What you, the reader, and I, the author of this article, need to determine, is this: at what point are we going to take action. Should we act now, in the face of this campaign? Should we wait until abortion has been successfully decriminalized? Perhaps we will be spurred into action when the campaign is for legalizing infanticide? After all, if it becomes legal here to kill healthy unborn babies all the way up to birth, there’s a pretty good case to be made that if a tired and harried mother doesn’t want her baby after all – she should be able to take it back to the hospital. This is not an over-dramatic postulation. Other European countries are regularly killing babies after birth for various reasons.
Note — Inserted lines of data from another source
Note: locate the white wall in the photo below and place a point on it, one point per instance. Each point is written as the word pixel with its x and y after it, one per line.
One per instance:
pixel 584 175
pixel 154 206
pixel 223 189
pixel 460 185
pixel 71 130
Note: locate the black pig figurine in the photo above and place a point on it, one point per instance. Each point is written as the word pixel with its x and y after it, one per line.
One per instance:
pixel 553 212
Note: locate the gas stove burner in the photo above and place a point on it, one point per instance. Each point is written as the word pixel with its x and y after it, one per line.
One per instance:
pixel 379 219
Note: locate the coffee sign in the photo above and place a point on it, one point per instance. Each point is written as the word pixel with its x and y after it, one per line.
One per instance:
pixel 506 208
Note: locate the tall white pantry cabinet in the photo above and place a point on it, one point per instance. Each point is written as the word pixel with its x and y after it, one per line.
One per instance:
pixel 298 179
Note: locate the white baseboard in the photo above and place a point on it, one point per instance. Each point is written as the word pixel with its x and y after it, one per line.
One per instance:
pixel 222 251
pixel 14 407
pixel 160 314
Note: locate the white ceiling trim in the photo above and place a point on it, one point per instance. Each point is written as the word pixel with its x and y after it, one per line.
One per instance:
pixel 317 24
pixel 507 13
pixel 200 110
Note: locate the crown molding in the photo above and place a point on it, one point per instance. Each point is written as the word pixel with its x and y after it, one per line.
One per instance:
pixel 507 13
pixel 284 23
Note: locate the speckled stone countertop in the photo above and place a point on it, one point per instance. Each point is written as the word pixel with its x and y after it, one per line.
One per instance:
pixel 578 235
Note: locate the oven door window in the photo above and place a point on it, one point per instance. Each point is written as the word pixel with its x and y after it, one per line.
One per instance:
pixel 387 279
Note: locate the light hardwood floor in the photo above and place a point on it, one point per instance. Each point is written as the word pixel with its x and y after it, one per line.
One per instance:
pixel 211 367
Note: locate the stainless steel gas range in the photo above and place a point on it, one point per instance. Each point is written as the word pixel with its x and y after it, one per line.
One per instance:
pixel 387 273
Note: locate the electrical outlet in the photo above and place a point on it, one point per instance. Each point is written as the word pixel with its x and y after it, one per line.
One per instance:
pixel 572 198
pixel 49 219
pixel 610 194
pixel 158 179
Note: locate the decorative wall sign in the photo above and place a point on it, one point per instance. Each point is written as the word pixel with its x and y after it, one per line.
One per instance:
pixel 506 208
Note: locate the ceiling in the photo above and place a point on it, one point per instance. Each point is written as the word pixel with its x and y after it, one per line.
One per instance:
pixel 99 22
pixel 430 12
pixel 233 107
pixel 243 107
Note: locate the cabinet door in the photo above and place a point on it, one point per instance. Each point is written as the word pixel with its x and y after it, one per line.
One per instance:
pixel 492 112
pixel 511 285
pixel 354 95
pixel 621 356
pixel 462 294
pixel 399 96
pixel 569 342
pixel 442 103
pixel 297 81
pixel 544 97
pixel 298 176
There is in fact quite a lot we can do. We don’t have to wring our hands, bemoan the state of the world these days, and vainly hope something changes.

There is no other people group that is so disadvantaged and powerless as the unborn. There is also no people group that is so at risk, so voiceless, that have so few people speaking for them. If you haven’t already done so, spend a little time researching the issue in our country. Reach out to your closest pro-life organisation and ask what you can do to help, and speak to your church leaders about the latest developments in the UK and rouse them to be a voice also.